Sometimes called legal pirates, these men operated under a letter of marque which gave
them license to prey upon enemy shipping on the high seas. By 1782 Turnbull was the virtual
admiral of his own small fleet of six brigs totaling 60 guns and 200 hands. His partner in the fleet
was the famous millionaire financier of the Revolution, Robert Morris.

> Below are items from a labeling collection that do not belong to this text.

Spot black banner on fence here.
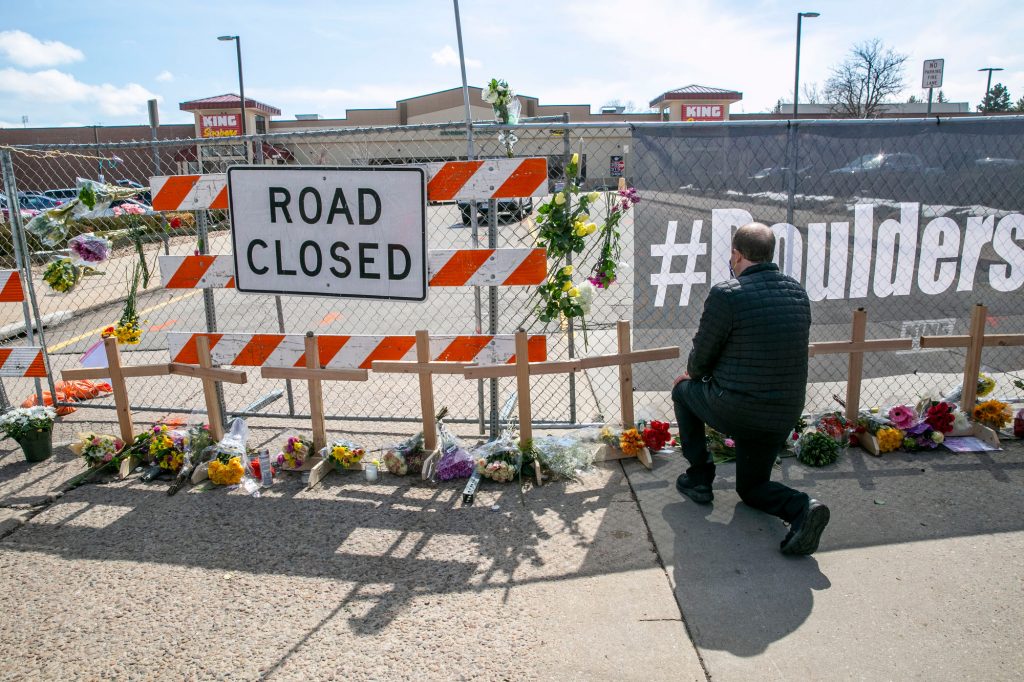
[633,117,1024,390]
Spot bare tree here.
[824,38,907,119]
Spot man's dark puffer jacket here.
[687,263,811,431]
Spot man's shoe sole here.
[676,480,715,505]
[782,504,831,556]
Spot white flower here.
[577,281,597,315]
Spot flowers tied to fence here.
[480,78,522,158]
[536,154,639,334]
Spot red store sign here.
[199,114,242,137]
[683,104,725,121]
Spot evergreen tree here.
[978,83,1010,114]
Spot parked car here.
[459,198,534,225]
[18,191,60,211]
[39,187,78,204]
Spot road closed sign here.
[227,166,427,301]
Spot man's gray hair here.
[732,222,775,263]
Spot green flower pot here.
[15,429,53,462]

With the war ending, Turnbull turned to real estate and with his new business partner Pierre
Marmie who had previously been private secretary to the Marquis de Lafayette, they began to
purchase substantial lands in Western Pennsylvania. Their operations centered on a parcel of land
at the confluence of the Allegheny and Monongahela Rivers where stood an old British fort known
as Fort Pitt. Buying Fort Pitt, Turnbull became one of the early settlers of a new community called
Pittsburgh. He and his partner set up an iron foundry in the area, and bought land across the river
on Mount Washington where they mined coal. By 1783, Turnbull was the leading citizen in the area.

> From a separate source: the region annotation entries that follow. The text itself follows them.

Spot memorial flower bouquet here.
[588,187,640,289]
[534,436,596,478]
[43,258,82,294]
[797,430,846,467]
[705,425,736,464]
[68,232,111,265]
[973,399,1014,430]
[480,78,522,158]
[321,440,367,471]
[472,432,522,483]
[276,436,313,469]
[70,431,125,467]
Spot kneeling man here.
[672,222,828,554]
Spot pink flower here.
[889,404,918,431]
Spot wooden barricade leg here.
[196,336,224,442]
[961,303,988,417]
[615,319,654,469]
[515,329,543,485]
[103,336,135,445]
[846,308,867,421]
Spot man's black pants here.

William’s business had grown by the mid 1790’s to include iron foundries and mines in nearby
Westmoreland County in addition to a brewery in Pittsburgh. After several hard years building his
businesses, William decided to return to Philadelphia. It may have been because his partner Pierre
Marmie was by this time showing signs of mental illness. At any event, William came home to
Philadelphia in 1797 with the intent to resume his trading activities. Because of interference by
France and Britain with American trade on the high seas, Trumbull’s business ventures suffered. He
speculated in real estate in Philadelphia as well as in Ohio, Kentucky and Western Pennsylvania.
Beset by squatters in these “Western lands”, Trumbull was involved in numerous legal actions to
clear title on his lands. Eventually he withdrew from these endeavors, but not before having to
sell many of his real estate holdings in Philadelphia to pay his legal fees incurred in the western l
ands. To make matters worse, the War of 1812 also caused his business interests to suffer. Finally
in 1813, his health deteriorating and his businesses in tatters, William moved to Baltimore County,
Maryland to live at Montrose, the estate of his brother in law. It was here that William Trumbull
died on July 25, 1822 at the age of 71. The legacy of our early member was one service to his
country, coupled with a bold spirit both on the high seas and in the wilds of the new American
frontier. From cavalry trooper, to privateer, to possibly the first ironmaster in what was to become
America’s premier steel-producing city, William Trumbull, the original “Pittsburgh pirate” lived a
life we can all look back upon with admiration.